Well, I didn't see this one coming. For some reason combining sentient fungi, hard boiled detective, science fiction and magic did not add up to a winning medley in the space between my ears. Fortunately the exceptions are always worth the however many times I end up thoroughly annoyed at myself for trying something outside my norms. Sometimes it's good to try new oddball books.
In any case, Finch is a detective working for the walking mushrooms who have taken over the city of Ambergris (an interesting choice of name if ever there was one). As anyone would expect in a city named after a substance from the aft end of a whale, Finch has to solve a double murder case. To say that the path he takes is convoluted would be understating things a great deal. There are smooth transitions to flash backs when something from Finch's past becomes relevant to the story before the reader, but they don't interrupt so much as add new textures to Finch himself.
Lest you think that I refer to just the plot line, the character development in this novel is also quite the tangled skein. Finch continually lies to himself, but as the yarn progresses, he begins to stop doing so and reorient his mind set to something somewhat better than the constant nervous edge he had before. Granted as soon as I found out he had a cat I was rooting for him, but I still enjoyed the gradual zoom out of how his relatively minor investigation affected Ambergris at large and how his past intersected with the various factions around the city.

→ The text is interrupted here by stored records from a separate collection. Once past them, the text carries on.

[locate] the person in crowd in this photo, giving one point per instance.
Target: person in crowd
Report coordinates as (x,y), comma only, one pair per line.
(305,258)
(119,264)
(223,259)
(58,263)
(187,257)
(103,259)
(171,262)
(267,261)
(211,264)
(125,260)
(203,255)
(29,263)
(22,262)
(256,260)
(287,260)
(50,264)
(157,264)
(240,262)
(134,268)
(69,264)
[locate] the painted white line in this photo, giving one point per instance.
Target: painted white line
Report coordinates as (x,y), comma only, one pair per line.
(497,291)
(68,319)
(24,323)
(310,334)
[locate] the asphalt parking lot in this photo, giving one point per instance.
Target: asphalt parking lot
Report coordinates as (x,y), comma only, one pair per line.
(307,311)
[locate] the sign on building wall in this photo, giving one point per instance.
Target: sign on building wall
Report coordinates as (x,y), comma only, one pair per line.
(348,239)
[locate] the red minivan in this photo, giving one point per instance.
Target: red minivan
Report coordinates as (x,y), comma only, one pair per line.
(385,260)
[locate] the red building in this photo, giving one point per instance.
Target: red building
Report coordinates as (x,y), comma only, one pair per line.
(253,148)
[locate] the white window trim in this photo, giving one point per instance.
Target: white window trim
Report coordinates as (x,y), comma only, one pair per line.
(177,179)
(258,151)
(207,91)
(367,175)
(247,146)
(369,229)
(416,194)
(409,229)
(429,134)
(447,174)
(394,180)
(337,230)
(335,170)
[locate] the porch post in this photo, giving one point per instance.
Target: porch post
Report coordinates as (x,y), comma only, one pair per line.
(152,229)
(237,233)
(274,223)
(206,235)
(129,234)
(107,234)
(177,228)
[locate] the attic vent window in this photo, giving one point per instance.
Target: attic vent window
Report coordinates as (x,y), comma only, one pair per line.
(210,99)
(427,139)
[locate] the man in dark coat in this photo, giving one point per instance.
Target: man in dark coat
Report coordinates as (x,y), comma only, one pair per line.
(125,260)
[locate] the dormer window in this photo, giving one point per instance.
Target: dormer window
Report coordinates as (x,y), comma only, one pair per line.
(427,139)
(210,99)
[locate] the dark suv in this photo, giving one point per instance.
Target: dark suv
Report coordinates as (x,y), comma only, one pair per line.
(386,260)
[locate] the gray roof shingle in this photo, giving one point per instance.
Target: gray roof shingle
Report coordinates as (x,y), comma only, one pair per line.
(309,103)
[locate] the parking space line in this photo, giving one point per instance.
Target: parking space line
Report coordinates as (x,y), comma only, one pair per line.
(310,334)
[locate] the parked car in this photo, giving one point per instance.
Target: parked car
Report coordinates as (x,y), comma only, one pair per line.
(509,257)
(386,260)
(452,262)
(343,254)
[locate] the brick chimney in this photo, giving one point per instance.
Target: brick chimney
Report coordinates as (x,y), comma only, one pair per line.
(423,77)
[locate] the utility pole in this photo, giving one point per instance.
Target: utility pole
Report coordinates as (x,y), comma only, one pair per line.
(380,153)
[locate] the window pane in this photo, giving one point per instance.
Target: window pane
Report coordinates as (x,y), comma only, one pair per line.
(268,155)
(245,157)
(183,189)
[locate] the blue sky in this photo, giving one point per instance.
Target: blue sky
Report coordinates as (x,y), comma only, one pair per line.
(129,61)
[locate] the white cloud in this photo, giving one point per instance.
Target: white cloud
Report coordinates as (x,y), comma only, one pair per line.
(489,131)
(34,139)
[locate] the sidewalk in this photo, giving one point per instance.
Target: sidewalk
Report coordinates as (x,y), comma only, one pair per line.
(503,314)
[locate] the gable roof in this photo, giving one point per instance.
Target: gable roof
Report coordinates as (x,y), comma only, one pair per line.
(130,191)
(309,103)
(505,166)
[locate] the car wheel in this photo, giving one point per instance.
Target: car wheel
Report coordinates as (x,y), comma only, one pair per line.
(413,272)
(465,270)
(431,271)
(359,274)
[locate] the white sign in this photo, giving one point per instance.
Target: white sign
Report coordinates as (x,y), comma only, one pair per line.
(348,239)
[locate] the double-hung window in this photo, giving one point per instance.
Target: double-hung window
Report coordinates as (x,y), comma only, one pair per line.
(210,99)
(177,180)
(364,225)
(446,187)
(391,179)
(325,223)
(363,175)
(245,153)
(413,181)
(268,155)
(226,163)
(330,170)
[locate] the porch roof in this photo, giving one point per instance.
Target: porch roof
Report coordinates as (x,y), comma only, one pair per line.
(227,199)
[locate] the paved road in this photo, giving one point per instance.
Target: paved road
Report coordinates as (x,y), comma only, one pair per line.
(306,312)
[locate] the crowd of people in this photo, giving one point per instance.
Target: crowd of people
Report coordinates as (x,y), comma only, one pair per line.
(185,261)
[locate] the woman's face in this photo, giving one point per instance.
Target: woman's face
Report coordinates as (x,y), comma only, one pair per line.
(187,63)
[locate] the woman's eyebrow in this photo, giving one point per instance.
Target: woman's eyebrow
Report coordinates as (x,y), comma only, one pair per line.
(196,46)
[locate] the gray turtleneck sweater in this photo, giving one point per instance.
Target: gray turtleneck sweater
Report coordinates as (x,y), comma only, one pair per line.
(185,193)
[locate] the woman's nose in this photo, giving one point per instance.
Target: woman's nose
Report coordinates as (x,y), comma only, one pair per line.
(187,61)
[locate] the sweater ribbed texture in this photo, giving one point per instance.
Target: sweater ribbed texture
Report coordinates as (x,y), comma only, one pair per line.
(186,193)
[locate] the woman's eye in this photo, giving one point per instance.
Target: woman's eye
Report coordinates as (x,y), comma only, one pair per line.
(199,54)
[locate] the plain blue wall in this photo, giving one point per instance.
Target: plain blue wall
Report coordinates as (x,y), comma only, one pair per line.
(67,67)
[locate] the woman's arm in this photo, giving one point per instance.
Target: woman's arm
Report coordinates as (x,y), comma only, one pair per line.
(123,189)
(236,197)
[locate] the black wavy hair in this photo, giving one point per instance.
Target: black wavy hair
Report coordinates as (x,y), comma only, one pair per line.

The story seems less to be about investigation than it is about Finch's reactions to each new development in his case and the reactions of the people around him. The main players who intersect with his investigation were interesting because they set the stage for the post-Rising world far better than Finch did in the beginning of the book. Finch hedges his own allegiances at nearly every turn and it made for a nice contrast between him and everyone else who did know where they were in relation to the other factions from the Grey caps to the rebels to the spies from Stockton. I really liked Rathven the librarian in particular.
Pretty much the only major gripe I had with the novel was that Finch sometimes seemed too passive at times for my tastes. Fortunately, the interesting setting, the appearance of oddball characters (of whom only a few seem like hard boiled staples) and the fun shifts in flashback and then the revelations surrounding the human-ish murder victim. I found this to be a slow building but entertaining read overall. I shall now have a new spot to explore on my metaphorical reading map. Here there be fungi.